Zequn Yin; Xuerui Wang; Shihong Zheng; Peichang Cao; Yuanli Chen; Maoyun Yu; Chenzhong Liao; Zhongyuan Zhang; Jihong Han; Yajun Duan; Xiaoxiao Yang; Shuang Zhang

doi:10.3389/fnagi.2020.582455

LongShengZhi Capsule Attenuates Alzheimer-Like Pathology in APP/PS1 Double Transgenic Mice by Reducing Neuronal Oxidative Stress and Inflammation

Front Aging Neurosci. 2020 Nov 23:12:582455. doi: 10.3389/fnagi.2020.582455. eCollection 2020.

Authors

Zequn Yin¹, Xuerui Wang¹, Shihong Zheng¹, Peichang Cao¹, Yuanli Chen¹, Maoyun Yu², Chenzhong Liao¹, Zhongyuan Zhang³, Jihong Han^{1

4}, Yajun Duan¹, Xiaoxiao Yang¹, Shuang Zhang¹

Affiliations

¹ Key Laboratory of Metabolism and Regulation for Major Diseases of Anhui Higher Education Institutes, College of Food and Biological Engineering, Hefei University of Technology, Hefei, China.
² School of Biological and Pharmaceutical Engineering, West Anhui University, Lu'an, China.
³ People's Hospital of Zunhua, Tangshan, China.
⁴ College of Life Sciences, Key Laboratory of Medicinal Chemical Biology, Key Laboratory of Bioactive Materials of Ministry of Education, Nankai University, Tianjin, China.

Abstract

Alzheimer's disease (AD) is the most common form of dementia in the elderly.
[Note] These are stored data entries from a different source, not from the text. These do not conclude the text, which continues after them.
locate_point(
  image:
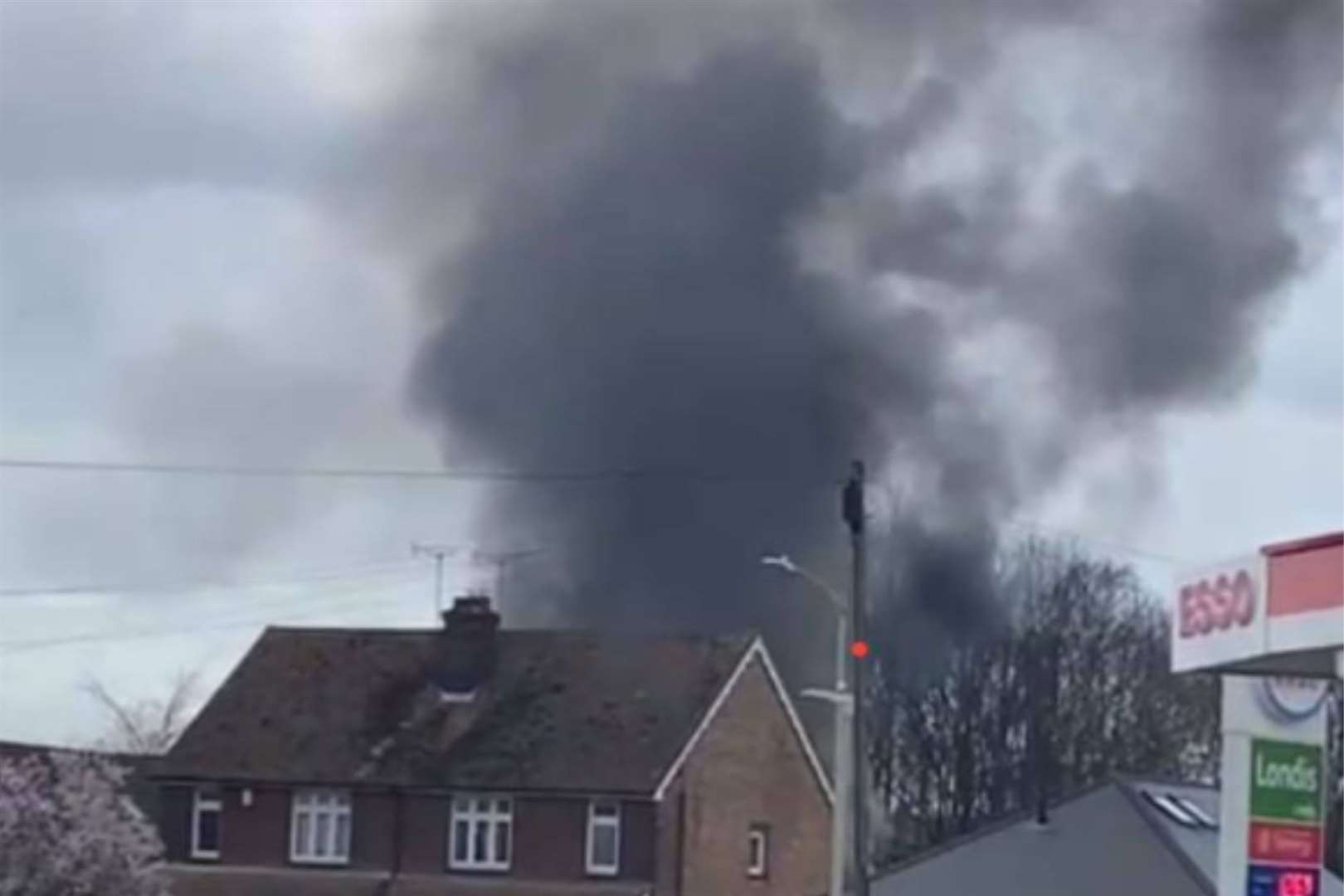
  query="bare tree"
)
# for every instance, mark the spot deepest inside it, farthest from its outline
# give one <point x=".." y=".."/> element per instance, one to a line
<point x="1066" y="683"/>
<point x="149" y="727"/>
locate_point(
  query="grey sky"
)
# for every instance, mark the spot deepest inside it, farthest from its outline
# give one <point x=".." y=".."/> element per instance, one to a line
<point x="179" y="284"/>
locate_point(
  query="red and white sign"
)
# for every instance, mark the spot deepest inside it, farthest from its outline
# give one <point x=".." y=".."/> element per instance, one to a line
<point x="1280" y="843"/>
<point x="1285" y="599"/>
<point x="1220" y="614"/>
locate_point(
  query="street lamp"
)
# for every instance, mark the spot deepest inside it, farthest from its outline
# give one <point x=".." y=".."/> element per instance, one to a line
<point x="843" y="703"/>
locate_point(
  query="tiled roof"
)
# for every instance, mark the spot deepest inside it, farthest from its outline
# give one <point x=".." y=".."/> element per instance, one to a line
<point x="562" y="711"/>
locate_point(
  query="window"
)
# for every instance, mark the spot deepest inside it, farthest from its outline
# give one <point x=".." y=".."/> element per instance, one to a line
<point x="758" y="850"/>
<point x="206" y="811"/>
<point x="604" y="840"/>
<point x="320" y="828"/>
<point x="481" y="835"/>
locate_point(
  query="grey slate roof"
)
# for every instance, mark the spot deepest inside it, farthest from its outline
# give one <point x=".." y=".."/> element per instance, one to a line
<point x="1109" y="840"/>
<point x="562" y="711"/>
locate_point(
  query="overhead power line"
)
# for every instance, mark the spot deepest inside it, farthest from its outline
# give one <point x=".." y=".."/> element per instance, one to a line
<point x="604" y="475"/>
<point x="208" y="583"/>
<point x="216" y="624"/>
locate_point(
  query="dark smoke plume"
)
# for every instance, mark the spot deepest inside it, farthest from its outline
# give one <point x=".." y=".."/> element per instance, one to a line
<point x="723" y="247"/>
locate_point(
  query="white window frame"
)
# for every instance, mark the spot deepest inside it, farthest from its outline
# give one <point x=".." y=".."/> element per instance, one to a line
<point x="602" y="813"/>
<point x="488" y="811"/>
<point x="758" y="850"/>
<point x="308" y="807"/>
<point x="203" y="801"/>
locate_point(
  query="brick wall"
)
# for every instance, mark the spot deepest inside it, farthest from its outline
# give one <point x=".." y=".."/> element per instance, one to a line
<point x="749" y="768"/>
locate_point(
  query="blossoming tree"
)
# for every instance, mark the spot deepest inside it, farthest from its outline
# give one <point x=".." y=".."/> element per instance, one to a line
<point x="66" y="829"/>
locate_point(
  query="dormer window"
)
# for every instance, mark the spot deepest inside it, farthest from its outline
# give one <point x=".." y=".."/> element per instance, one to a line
<point x="604" y="839"/>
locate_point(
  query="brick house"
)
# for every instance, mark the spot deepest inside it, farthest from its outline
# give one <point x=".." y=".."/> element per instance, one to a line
<point x="470" y="759"/>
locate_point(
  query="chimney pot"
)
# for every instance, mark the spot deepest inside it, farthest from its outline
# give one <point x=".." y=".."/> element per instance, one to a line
<point x="466" y="652"/>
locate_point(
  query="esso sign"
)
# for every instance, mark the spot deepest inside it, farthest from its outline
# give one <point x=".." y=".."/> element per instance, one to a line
<point x="1216" y="603"/>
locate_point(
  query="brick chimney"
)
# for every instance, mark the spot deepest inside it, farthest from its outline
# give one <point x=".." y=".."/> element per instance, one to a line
<point x="466" y="645"/>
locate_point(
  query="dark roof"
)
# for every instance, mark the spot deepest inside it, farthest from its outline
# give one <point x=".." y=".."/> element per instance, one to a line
<point x="562" y="711"/>
<point x="1109" y="839"/>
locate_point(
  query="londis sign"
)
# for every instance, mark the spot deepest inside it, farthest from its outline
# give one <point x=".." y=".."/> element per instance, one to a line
<point x="1220" y="613"/>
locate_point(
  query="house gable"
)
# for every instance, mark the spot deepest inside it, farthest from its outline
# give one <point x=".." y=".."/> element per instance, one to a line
<point x="756" y="655"/>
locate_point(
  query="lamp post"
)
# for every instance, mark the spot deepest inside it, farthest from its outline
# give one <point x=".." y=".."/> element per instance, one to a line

It may be caused by oxidative stress, inflammation, and cerebrovascular dysfunctions in the brain. LongShengZhi Capsule (LSZ), a traditional Chinese medicine, has been approved by the China Food and Drug Administration for treatment of patients with cardiovascular/cerebrovascular disease. LSZ contains several neuroprotective ingredients, including Hirudo, Astmgali Radix, Carthami Flos (Honghua), Persicae Semen (Taoren), Acori Tatarinowii Rhizoma (Shichangpu), and Acanthopanax Senticosus (Ciwujia). In this study, we aimed to determine the effect of LSZ on the AD process. Double transgenic mice expressing the amyloid-β precursor protein and mutant human presenilin 1 (APP/PS1) to model AD were treated with LSZ for 7 months starting at 2 months of age. LSZ significantly improved the cognition of the mice without adverse effects, indicating its high degree of safety and efficacy after a long-term treatment. LSZ reduced AD biomarker Aβ plaque accumulation by inhibiting β-secretase and γ-secretase gene expression. LSZ also reduced p-Tau expression, cell death, and inflammation in the brain. Consistently, in vitro, LSZ ethanol extract enhanced neuronal viability by reducing L-glutamic acid-induced oxidative stress and inflammation in HT-22 cells. LSZ exerted antioxidative effects by enhancing superoxide dismutase and glutathione peroxidase expression, reduced Aβ accumulation by inhibiting β-secretase and γ-secretase mRNA expression, and decreased p-Tau level by inhibiting NF-κB-mediated inflammation. It also demonstrated neuroprotective effects by regulating the Fas cell surface death receptor/B-cell lymphoma 2/p53 pathway. Taken together, our study demonstrates the antioxidative stress, anti-inflammatory, and neuroprotective effects of LSZ in the AD-like pathological process and suggests it could be a potential medicine for AD treatment.

Keywords: Alzheimer’s disease; LongShengZhi capsule; Tau; amyloid-β; cognition; oxidative stress.